Director-General of NAFDAC, Prof Mojisola Adeyeye
As the world battles the COVID-19 pandemic, the National Agency for Food, Drugs Administration and Control (NAFDAC) said it is working with the Central Bank of Nigeria (CBN) to address drug insecurity in the country.
“We are working with the Central Bank of Nigeria (CBN), to address drug insecurity in the country; that is part of our post-COVID-19 plan to revamp the health sector,” Director-General of NAFDAC, Prof Mojisola Adeyeye, told the News Agency of Nigeria (NAN) in Abuja on Thursday.
She said that the agency had been meeting with relevant stakeholders to achieve the feat.
Adeyeye said the agency had started working on the production of herbal medicine since March 2019.
“As soon as I came in as the DG, I started singing it everywhere I go that we have drug insecurity.
“If you manufacture 30 per cent of your drugs locally and import 70, you have made your nation a slave to the country that is supplying.
“We were slaves to China and India; we depended so much on them. With the outbreak of Coronavirus, China had their issues and everything stopped.
“India also stopped their own supplies because they want to conserve. It left us stranded, but the pandemic lingers on,’’ she said.
According to her, the agency met with the CBN governor two months ago to address challenges facing the sector.
“The CBN Governor has listened to some of the things that came from NAFDAC in terms of drug insecurity.

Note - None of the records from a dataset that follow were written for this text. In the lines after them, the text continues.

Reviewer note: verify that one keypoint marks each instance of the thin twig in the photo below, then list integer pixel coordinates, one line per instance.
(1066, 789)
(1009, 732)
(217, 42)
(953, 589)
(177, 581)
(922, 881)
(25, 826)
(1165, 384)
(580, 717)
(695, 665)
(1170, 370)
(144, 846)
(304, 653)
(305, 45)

He has said that it was high time for Nigeria to start looking inward.
“We have had series of meeting and NAFDAC is the go-between now.

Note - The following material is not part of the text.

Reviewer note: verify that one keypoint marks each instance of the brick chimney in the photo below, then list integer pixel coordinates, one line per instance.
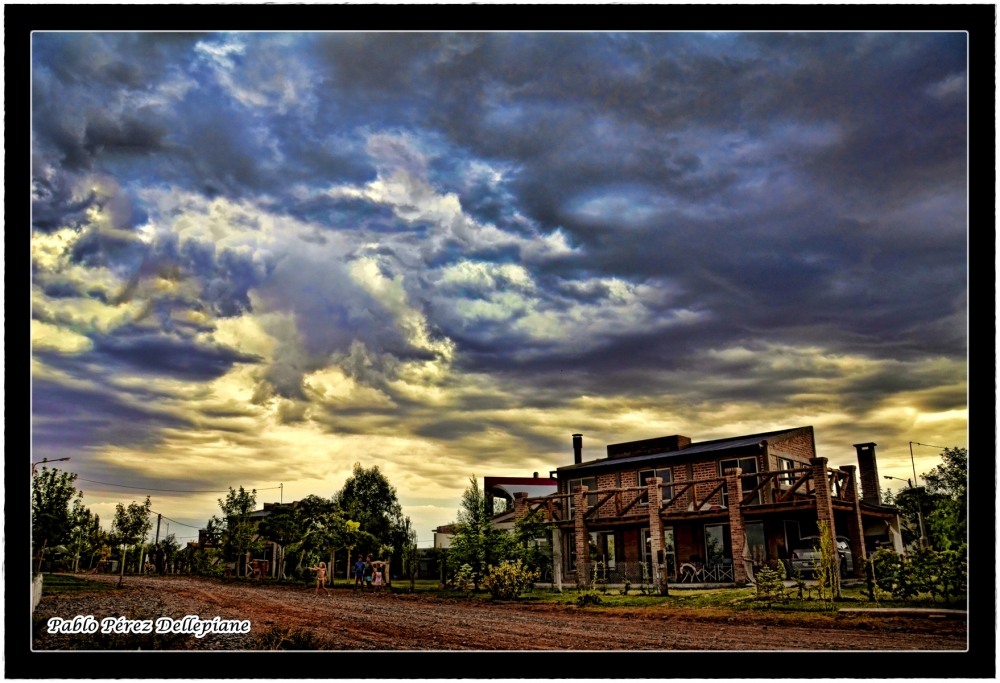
(868, 470)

“NAFDAC is the brigde between CBN and pharmaceutical manufacturing groups of Nigeria.
“We had a meeting last Saturday, so part of what the government has realised is that the health sector has been neglected.

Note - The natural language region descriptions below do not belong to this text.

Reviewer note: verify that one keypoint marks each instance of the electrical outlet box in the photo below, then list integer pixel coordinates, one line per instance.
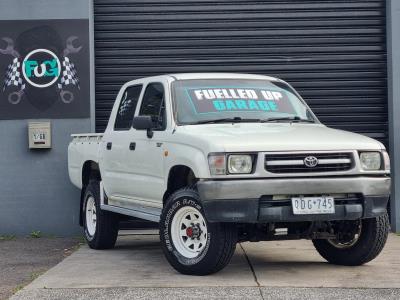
(39, 135)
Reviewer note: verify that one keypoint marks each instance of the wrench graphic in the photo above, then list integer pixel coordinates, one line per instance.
(10, 48)
(70, 47)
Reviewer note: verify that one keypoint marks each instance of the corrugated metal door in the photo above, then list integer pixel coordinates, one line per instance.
(333, 52)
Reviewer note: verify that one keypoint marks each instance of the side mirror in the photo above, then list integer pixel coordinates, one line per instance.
(143, 123)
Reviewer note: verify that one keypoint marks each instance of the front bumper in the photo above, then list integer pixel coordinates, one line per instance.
(242, 200)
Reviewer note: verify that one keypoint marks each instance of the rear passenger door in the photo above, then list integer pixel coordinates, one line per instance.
(148, 162)
(116, 174)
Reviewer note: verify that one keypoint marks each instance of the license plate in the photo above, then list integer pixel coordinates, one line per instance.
(313, 205)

“We have realised that we have to take care of some aspects of the health sector.’’
The director-general said that the Federal Government had been responding by allocating N100 billion to qualified pharmaceutical manufacturing companies for production of indigenous drugs.
“We left industrialisation decades ago but we are going back to where we came; the government is supporting and more companies are getting approval.’’
Adeyeye emphasised that Nigeria’s over-dependence on medicine importation had affected the production of locally made drugs.
She said that the lack of accessible raw materials had also posed a similar challenge, adding that the challenge needed to be tackled before Nigeria can attain a state of drug security.
“The CBN said we need to do sanitisers locally, that is the beginning of COVID for us; I told them, sanitiser has three ingredients and we import all the ingredients.
“We should wake up as a country; we import alcohol, one of the ingredients for sanitisers. We cannot continue like this,” he said.